The sampling unit for statistical analyses was the individual survey (i.e., each instance a plot was searched). We modeled the number of bats counted per plot using mixed effects models (Pinheiro and Bates 2000). All models included a random intercept for site (i.e., talus slope) and for plot within site. In one model, we included year as a random intercept to allow for variation in bat counts among years. In another model, we added year as a linear predictor (i.e., fixed effect) to test for a trend in bat counts over time. We modeled roosting period (i.e., solitary vs. colonial) as a fixed effect, as we did number of crevices searched, which we included to account for differential search effort. We considered crevices searched as a more accurate index of search effort than plot radius, because bats only roost in crevices, and crevice abundance varied among plots due to habitat heterogeneity within and among sites. Thus, plot radius did not necessarily reflect the amount of roosting habitat contained within a given plot. Bat counts were overdispersed from a Poisson (dispersion = 1.96, P = 0.03) and we therefore modeled them with a negative binomial distribution. We also considered models that used a zero-inflated negative binomial for bat counts, but in all cases the zero-inflated model had a poorer fit to the data (i.e., higher Akaike's Information Criterion [AIC]). We fit models using the glmmTMB package (Brooks et al. 2017) in R version 3.5.2 (R Development Core Team 2018).

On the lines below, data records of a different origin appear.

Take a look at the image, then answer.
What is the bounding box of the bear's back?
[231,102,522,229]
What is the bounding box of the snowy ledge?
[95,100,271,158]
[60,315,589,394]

In some cases, researchers may be interested in monitoring presence or absence of bats at talus slopes rather than the actual counts of bats at these habitats. Talus surveys are amenable to such “occupancy” modeling (MacKenzie et al. 2002), in which the observation of animals reflects both an underlying state variable for true presence or absence and a detection process. Specifically, the probability of observing an animal at a site is equal to the probability that the animal is present (i.e., ”occupancy probability”) multiplied by the probability that the animal will be detected given that it is present (i.e., “detection probability”). The detection process may itself depend on covariates such as time of year, search effort, and characteristics of sites. Such modeling approaches are widely used in wildlife biology (MacKenzie et al. 2018) and a variety of tools exist for parameterizing biologically realistic models (MacKenzie et al. 2003; Kéry and Chandler 2012).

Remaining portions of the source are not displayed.